Los humanos tendemos a dividir el mundo en grupos estancos. Nos identificamos con nuestros familiares y amigos. Quererlos y protegerlos nos resulta fácil. Pensar mal de ellos o rechazarlos nos repugna, porque nos identificamos con ellos. Nos falta objetividad para juzgarles. Es una de las razones por las que tantas personas soportan más de lo que debieran en relaciones abusivas de las que deberían huir.

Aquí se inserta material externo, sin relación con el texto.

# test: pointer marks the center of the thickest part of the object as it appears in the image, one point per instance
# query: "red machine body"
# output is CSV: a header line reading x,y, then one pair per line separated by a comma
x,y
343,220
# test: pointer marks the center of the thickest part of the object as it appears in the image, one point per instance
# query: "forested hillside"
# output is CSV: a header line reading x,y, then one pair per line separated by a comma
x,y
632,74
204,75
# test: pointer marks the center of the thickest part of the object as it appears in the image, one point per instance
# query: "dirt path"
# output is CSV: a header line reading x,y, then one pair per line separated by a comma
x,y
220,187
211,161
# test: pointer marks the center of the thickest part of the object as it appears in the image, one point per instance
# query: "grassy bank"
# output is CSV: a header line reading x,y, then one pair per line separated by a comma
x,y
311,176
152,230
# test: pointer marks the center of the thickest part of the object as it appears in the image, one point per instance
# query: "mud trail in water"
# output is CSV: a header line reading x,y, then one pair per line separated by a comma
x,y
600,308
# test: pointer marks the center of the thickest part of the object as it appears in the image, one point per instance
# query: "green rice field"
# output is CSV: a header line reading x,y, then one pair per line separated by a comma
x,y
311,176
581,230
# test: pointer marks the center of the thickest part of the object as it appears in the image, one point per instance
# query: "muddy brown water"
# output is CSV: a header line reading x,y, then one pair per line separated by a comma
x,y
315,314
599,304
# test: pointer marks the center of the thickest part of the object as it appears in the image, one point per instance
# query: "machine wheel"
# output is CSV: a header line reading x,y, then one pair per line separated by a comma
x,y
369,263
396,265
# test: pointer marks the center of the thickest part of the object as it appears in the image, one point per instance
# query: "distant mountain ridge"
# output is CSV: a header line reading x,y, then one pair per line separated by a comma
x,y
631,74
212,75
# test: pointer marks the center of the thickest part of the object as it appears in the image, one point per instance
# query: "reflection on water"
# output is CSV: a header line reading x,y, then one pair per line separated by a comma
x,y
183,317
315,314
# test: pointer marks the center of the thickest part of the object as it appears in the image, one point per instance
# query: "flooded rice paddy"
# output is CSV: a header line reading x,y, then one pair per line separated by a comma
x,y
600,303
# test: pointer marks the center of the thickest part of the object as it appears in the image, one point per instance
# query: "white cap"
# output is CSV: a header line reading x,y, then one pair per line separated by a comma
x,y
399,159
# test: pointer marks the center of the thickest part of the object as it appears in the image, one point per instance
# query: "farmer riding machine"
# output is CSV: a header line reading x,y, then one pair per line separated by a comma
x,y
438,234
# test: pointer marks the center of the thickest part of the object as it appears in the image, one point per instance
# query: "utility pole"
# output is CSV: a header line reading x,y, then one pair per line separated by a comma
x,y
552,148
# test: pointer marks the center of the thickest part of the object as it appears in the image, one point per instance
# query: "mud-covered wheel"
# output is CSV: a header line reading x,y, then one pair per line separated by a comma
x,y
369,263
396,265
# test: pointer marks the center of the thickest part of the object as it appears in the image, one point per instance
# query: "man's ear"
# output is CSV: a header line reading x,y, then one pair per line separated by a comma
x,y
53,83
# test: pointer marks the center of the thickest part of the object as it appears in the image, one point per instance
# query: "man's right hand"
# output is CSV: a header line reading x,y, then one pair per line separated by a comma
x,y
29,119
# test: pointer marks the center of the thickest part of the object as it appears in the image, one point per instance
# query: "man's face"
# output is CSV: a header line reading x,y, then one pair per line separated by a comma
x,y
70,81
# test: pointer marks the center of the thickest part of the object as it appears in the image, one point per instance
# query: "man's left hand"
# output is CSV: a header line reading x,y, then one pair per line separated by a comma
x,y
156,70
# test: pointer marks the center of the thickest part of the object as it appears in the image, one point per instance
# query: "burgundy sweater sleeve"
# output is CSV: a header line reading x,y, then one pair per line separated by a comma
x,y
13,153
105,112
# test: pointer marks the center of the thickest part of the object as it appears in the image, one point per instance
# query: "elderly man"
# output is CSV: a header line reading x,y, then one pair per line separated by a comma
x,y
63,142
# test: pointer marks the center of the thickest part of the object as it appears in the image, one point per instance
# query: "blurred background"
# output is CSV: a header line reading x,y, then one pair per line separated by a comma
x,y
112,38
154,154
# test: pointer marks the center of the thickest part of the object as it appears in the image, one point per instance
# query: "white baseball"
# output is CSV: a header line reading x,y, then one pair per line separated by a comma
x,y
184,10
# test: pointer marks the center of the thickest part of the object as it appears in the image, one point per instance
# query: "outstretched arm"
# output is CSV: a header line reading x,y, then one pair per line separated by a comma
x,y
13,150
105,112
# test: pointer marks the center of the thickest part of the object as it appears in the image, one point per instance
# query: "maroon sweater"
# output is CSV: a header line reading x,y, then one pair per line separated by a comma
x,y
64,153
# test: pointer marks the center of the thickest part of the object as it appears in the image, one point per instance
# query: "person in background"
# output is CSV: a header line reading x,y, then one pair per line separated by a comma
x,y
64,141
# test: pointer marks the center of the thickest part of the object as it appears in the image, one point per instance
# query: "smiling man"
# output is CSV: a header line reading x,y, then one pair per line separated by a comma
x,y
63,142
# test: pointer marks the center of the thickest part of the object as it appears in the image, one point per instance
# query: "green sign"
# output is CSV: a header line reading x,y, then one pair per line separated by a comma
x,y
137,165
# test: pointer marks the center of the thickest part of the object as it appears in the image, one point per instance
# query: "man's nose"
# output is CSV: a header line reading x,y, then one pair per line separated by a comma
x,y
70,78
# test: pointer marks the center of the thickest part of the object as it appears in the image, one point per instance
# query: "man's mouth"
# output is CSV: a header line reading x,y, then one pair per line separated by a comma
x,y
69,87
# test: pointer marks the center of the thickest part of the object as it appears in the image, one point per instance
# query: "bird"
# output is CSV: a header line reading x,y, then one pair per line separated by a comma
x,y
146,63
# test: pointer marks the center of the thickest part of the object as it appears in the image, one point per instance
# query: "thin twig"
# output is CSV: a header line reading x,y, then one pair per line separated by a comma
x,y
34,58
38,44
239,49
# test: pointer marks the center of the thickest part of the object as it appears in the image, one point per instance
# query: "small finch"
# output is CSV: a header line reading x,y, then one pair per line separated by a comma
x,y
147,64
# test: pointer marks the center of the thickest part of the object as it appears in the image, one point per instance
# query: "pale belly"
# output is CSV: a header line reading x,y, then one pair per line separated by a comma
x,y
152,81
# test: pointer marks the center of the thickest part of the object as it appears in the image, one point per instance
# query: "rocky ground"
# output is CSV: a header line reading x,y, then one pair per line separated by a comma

Estos días estoy leyendo un libro que describe cómo viven los descendientes de los nazis. Algunos denunciaron y rechazaron los actos de sus progenitores. Otros, sin embargo, no lograron dar la espalda ni a los padres ni a su herencia de odio. Gudrun Himmler, por ejemplo, era la hija de Heinrich Himmler, el jefe de las SS, una de las personas más poderosas en la Alemania nazi, un hombre que estableció y controló los campos de concentración. Dirigió la matanza de unos seis millones de judíos, además de la de millones de civiles soviéticos, polacos y yugoslavos. La hija, sin embargo, sigue siendo fiel defensora de las ideas y de la figura de su padre.

En cambio, solemos crear distancias imaginarias e igualmente poco objetivas con el resto de los humanos. Son «los otros». Entre los muchos sesgos cognitivos que sufrimos está la tendencia a ver la paja en el ojo ajeno... y no ver la viga en el propio.

Es un defecto universal: los psicólogos explican que cuando encontramos faltas en los demás nos sentimos inmediatamente mejor en comparación, y que solemos tener la memoria larga y poca paciencia con los que no pertenecen a nuestro círculo directo, pero la memoria corta y mucha tolerancia con nosotros mismos.

Esa tendencia escala cualquier conflicto.

Una estrategia para mejorar nuestra convivencia con el resto del mundo es esta: cuando le reprochas algo a alguien —«ese egoísta me despierta por las mañanas caminando en el piso de arriba sin cuidado...», «menudo hipócrita, se lo lleva todo y nunca se preocupa por los demás...»— pregúntate: «¿Yo he hecho esto alguna vez?».

Recuerda que de forma temporal, cuando te enfadas con los demás, a tu cerebro le cuesta recordar todas las veces que tú has hecho algo parecido. Y eso te separa de los demás, pone distancia, complica nuestra convivencia.

En el siglo II, un filósofo estoico llamado Hierocles encontró una forma muy sencilla y eficaz para ayudarnos a ponernos en la piel de los demás. Imagina una serie de círculos concéntricos: tú estás en el centro, luego está tu familia, tus amigos, tus vecinos, conciudadanos, compatriotas... El último círculo es el de la humanidad.

Hierocles nos anima a intentar sentirnos a gusto en cualquiera de estos círculos, a acercarlos a nosotros mentalmente, a pasearnos por ellos. Nos invita a recordar que todos los círculos están llenos de seres humanos como tú y como yo, y que deberíamos tratarnos a todos por igual.

Miles de años más tarde, la filosofía llama a estos círculos los «círculos de empatía». Afortunadamente, la historia muestra que cada vez distinguimos menos entre círculos, y que logramos identificarnos más con personas de sexo, condición y culturas diferentes. ¡Forma parte de la conquista pacífica que poco a poco vamos logrando!